I toscani sanno benissimo che il miglior modo per evitare di bestemmiare è imprecare con responsabilità. Questo popolo coraggioso, non cade mai nell’ingiustificata mistificazione della realtà. Il toscano non scusa le proprie azioni considerandosi mero prodotto del divino o vittima del destino. Egli è ovviamente consapevole che ogni malevola circostanza non gli è certo capitata per causa sua e, per questo motivo, è cosa buona e giusta puntare il dito verso qualcos’altro di tangibile. Ed è in quel momento, che con grande lucentezza e raziocinio, il toscano incolpa ciò che di più indissolubile e consistente possa aprirsi davanti ai suoi occhi: la terra maiala.

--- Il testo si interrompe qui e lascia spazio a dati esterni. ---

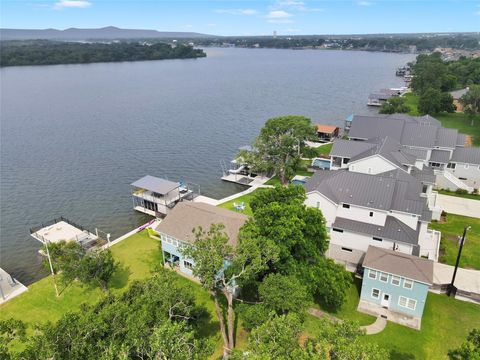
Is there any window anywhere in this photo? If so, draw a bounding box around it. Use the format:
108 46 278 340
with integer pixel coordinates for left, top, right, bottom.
368 270 377 279
368 167 372 174
430 162 441 168
183 260 193 270
447 163 456 169
422 185 428 193
391 276 401 286
343 158 350 164
369 211 374 217
459 177 467 181
333 228 344 233
465 164 469 169
379 272 388 282
372 237 383 242
342 204 350 209
371 288 380 299
399 296 416 310
403 279 413 289
341 247 352 252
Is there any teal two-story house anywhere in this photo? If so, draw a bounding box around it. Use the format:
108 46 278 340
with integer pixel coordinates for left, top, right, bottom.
358 246 434 330
154 201 248 278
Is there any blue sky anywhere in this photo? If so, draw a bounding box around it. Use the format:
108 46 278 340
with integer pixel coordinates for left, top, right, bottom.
1 1 480 35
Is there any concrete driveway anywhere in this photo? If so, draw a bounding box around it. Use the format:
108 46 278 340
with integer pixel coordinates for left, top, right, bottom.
437 194 480 218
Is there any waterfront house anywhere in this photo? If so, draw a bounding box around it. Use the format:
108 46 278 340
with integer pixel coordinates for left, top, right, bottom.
154 202 248 277
131 175 195 217
316 124 340 142
304 170 441 270
358 246 434 330
343 114 480 193
450 88 469 113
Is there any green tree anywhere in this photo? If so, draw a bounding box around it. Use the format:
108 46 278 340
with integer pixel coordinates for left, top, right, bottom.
44 240 118 291
259 274 310 316
0 319 26 360
19 271 211 359
418 88 455 114
250 184 306 213
448 328 480 360
461 85 480 126
242 116 317 185
379 96 411 114
181 224 279 356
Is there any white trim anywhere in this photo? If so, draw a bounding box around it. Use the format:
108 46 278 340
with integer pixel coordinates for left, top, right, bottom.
398 296 417 311
379 272 389 283
368 269 377 280
391 275 401 286
403 279 413 290
371 288 380 299
364 266 432 286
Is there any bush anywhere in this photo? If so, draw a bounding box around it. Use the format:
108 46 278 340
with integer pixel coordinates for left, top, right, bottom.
455 188 469 195
238 304 272 331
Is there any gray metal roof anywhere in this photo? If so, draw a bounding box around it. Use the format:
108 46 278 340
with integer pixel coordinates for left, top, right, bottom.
330 139 377 158
450 88 469 99
305 169 429 216
456 134 466 147
400 123 438 148
410 166 436 185
333 216 420 245
348 116 404 141
349 137 417 168
416 115 441 127
131 175 179 195
451 147 480 165
155 202 248 246
402 148 428 161
430 149 451 164
363 246 434 284
435 128 458 149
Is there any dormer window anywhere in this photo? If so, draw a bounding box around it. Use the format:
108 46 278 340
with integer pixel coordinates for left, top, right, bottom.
447 163 456 169
342 204 350 209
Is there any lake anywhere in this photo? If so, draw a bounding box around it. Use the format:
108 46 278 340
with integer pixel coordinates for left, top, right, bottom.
0 47 414 284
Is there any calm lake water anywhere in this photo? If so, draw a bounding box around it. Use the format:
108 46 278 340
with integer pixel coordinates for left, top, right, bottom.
0 48 414 284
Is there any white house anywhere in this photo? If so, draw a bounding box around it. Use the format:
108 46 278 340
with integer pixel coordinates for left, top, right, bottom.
304 170 441 270
344 114 480 193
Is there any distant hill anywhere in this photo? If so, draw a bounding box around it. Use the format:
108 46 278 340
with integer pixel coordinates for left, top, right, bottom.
0 26 215 40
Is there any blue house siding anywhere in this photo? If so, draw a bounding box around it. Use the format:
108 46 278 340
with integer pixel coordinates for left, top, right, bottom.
360 268 429 318
160 233 195 277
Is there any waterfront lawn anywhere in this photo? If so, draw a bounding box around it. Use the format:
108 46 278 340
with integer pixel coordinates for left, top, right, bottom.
217 190 262 216
438 189 480 201
311 277 480 359
429 214 480 270
404 93 420 116
310 143 333 157
0 231 226 357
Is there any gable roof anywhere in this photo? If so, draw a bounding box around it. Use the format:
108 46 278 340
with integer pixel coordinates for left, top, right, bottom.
363 246 434 284
316 124 339 134
155 202 248 247
435 128 458 149
450 88 469 99
131 175 179 194
333 216 420 245
450 147 480 165
430 149 451 164
330 139 377 158
305 170 430 217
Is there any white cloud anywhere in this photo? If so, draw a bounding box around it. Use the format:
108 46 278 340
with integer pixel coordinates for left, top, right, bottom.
214 8 258 15
266 10 293 18
53 0 91 9
270 1 324 12
357 1 373 6
207 23 217 27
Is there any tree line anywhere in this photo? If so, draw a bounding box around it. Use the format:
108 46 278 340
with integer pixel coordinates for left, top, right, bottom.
0 40 206 67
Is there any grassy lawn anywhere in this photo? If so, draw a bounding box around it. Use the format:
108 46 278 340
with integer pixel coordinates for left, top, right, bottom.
368 293 480 360
217 190 263 216
312 143 333 157
429 214 480 270
0 231 226 357
437 189 480 201
309 276 480 359
404 93 480 146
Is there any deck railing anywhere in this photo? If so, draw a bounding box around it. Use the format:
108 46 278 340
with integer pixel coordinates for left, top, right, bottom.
29 216 95 236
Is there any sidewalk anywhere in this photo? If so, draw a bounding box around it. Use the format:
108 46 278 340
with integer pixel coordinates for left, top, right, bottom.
437 194 480 218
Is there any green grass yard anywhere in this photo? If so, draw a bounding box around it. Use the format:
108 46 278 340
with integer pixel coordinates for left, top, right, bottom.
0 231 225 357
310 278 480 359
217 190 264 216
429 214 480 270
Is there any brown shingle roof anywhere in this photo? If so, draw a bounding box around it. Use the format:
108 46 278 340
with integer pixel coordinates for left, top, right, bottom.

Attenendosi all’esistente, maremma maiala diventa un’imprecazione estremamente versatile. È un termine entusiasmante che, non riferendosi alla religione, produce sul toscano lo stesso effetto eversivo di quando alle medie giustificavamo le assenze falsificando le firme dei nostri genitori: non è una bestemmia e perciò non può considerarsi tale, ma possiede comunque la capacità di produrre gli stessi effetti liberativi di quest’ultima. Per questo motivo, il toscano si avvale della facoltà di usare maremma maiala un po’ come vuole, sia all’inizio che alla fine dell’enunciato: se non offende nessuno, spalmarla in ogni dove è un dovere oltre che un sacrosanto diritto.
Maremma maiala è musica. La “m” rimbalza fra le due parole come un eco profondo, come una rima che si ripete di continuo. Maremma maiala è un dolce colle toscano, un saliscendi di voci corali, un’imprecazione con quattro consonanti uguali che vanno necessariamente interpretate in maniera esponenziale. E così, con 16 “m” pronunciate nello spazio di 13 lettere, maremma maiala fiorisce nel tempo di un urlo, fra la poesia di un suono e nella libertà di un insulto.